There has been an exponential rise in the level of interest in using miniaturized and portable smart electronic sensors for biomedical applications in recent years. Advancements in micro- and nano-fabrication processes and wireless sensor network technologies have facilitated development of new and innovative applications of point-of-care (POC) health monitoring systems.
Biomedical sensors can be primarily categorized as wearable or implantable. Implantable sensors acquire information on the vital physiological phenomena such as glucose, lactate, pH, oxygen, etc., whereas wearable sensors detect and quantify vital information such as pulse rate, blood oxygen level, breathing data, etc. by either optical or transdermal means. Since traditional chemical batteries are not recommended to be used in implantable sensors due to the risk of being exposed to the blood, which could result in serious health issues; the powering of the electronic circuits has become a crucial design constraint.

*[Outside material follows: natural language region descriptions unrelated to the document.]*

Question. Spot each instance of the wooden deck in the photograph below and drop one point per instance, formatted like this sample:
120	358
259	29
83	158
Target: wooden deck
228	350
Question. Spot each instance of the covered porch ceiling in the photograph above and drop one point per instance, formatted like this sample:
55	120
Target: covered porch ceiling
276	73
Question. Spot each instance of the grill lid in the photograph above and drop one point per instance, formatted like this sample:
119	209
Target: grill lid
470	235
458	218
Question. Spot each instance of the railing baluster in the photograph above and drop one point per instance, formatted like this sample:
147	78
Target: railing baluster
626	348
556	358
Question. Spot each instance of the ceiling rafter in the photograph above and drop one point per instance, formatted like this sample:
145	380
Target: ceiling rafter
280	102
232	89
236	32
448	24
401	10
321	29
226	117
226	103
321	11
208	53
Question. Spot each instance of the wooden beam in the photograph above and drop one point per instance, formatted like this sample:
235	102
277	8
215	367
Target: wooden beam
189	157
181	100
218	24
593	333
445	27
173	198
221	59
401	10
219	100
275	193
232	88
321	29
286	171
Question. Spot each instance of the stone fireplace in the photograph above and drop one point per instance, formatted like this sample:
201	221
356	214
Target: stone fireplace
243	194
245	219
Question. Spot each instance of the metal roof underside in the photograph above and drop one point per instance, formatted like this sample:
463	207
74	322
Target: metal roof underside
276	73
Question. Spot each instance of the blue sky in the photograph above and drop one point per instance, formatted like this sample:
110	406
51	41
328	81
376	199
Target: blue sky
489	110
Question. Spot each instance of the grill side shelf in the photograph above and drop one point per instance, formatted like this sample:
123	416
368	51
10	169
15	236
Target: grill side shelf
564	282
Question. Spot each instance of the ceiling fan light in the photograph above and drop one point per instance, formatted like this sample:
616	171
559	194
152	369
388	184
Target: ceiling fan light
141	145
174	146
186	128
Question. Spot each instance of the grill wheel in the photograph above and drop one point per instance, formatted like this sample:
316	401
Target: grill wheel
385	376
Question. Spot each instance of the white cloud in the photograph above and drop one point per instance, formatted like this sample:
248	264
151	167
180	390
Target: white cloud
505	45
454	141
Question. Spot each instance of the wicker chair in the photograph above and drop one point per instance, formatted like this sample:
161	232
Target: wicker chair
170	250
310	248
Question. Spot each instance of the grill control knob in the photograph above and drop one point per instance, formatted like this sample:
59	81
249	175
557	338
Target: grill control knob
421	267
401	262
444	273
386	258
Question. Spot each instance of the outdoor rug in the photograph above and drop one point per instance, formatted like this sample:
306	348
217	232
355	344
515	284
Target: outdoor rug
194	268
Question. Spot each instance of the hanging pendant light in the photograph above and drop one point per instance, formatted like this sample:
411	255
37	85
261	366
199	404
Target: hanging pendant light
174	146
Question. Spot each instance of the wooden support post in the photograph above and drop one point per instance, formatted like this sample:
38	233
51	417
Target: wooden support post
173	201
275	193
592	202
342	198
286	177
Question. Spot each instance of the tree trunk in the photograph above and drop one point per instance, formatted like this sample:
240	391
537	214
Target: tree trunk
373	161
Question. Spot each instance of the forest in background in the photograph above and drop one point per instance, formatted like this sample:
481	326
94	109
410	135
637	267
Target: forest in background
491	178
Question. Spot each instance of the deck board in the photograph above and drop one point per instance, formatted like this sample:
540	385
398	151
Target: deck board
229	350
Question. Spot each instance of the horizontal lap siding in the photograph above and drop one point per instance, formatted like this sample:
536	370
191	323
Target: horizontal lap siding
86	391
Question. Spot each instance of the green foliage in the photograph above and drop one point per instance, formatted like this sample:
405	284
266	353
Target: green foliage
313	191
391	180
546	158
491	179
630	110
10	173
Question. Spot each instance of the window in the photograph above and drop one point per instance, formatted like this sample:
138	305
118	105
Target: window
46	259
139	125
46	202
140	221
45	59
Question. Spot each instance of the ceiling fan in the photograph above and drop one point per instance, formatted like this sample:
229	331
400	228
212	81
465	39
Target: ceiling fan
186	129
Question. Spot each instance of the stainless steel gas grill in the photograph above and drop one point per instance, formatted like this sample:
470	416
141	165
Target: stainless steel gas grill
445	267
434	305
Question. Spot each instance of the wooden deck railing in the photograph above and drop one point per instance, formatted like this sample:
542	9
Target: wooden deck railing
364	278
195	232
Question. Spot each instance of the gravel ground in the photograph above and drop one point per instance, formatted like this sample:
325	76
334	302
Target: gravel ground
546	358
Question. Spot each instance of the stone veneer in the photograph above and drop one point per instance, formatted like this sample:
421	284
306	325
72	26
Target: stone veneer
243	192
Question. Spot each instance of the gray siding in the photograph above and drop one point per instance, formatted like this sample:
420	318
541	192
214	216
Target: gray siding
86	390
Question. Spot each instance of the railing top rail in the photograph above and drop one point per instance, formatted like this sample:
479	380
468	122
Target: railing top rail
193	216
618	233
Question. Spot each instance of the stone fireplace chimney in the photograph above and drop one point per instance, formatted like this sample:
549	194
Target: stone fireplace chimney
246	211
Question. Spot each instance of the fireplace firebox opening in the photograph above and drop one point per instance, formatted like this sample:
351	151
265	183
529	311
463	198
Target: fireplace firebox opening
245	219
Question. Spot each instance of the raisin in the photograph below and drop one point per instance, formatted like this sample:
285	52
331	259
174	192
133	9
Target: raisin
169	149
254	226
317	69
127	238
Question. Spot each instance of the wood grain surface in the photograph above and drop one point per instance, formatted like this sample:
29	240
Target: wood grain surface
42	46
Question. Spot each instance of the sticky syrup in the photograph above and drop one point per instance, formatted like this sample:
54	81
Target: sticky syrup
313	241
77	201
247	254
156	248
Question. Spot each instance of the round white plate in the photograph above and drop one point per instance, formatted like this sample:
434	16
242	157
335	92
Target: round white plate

Another solution for designing low-power and high-performance integrated circuits for readout electronics involves implementation of machine learning/deep learning algorithms into CMOS integrated circuits to process any type of physiological signals, such respiratory, ECG or EEG signals, blood glucose, pH, lactate, oxygen saturation level, etc. This has the potential to become a versatile signal processing hardware platform for biomedical instrumentation. Integrating machine learning functions and algorithms into a single CMOS integrated circuit and implementing it in a deep sub-micron CMOS process targeting very low power consumption is a potential new approach to the development of future wearable medical devices and technologies.
Syed Kamrul Islam received B.S. degree in Electrical and Electronic Engineering from Bangladesh University of Engineering and Technology (BUET), Dhaka, and M.S. and Ph.D. degrees in Electrical and Systems Engineering from the University of Connecticut, Storrs. He is currently serving as Professor and Chair of the Department of Electrical Engineering and Computer Science at the University of Missouri. His research interests include semiconductor devices, nanotechnology, bio-microelectronics and monolithic sensors. He has more than 90 publications in refereed journals, more than 150 papers in conference proceedings, and a number of invited talks. He also co-authored a book and 12 book chapters.
Prior to joining the Department of Electrical Engineering and Computer Science at the University of Missouri in July 2018, he served as James W. McConnell Professor and Associate Head of the Department of Electrical Engineering and Computer Science at the University of Tennessee. In recognition of his teaching, research and related efforts at the University of Tennessee he received John W. Fisher Professorship, Eta Kappa Nu Outstanding Teacher Award, Moses E. and Mayme Brooks Distinguished Professor Award, College of Engineering Research Fellow Award, The Gonzalez Family Award for Excellence in Teaching, Tickle College of Engineering Teaching Fellow, University of Tennessee Citation for Research and Creative Achievement, Electrical and Computer Engineering Faculty of the year award and the Alexander Prize.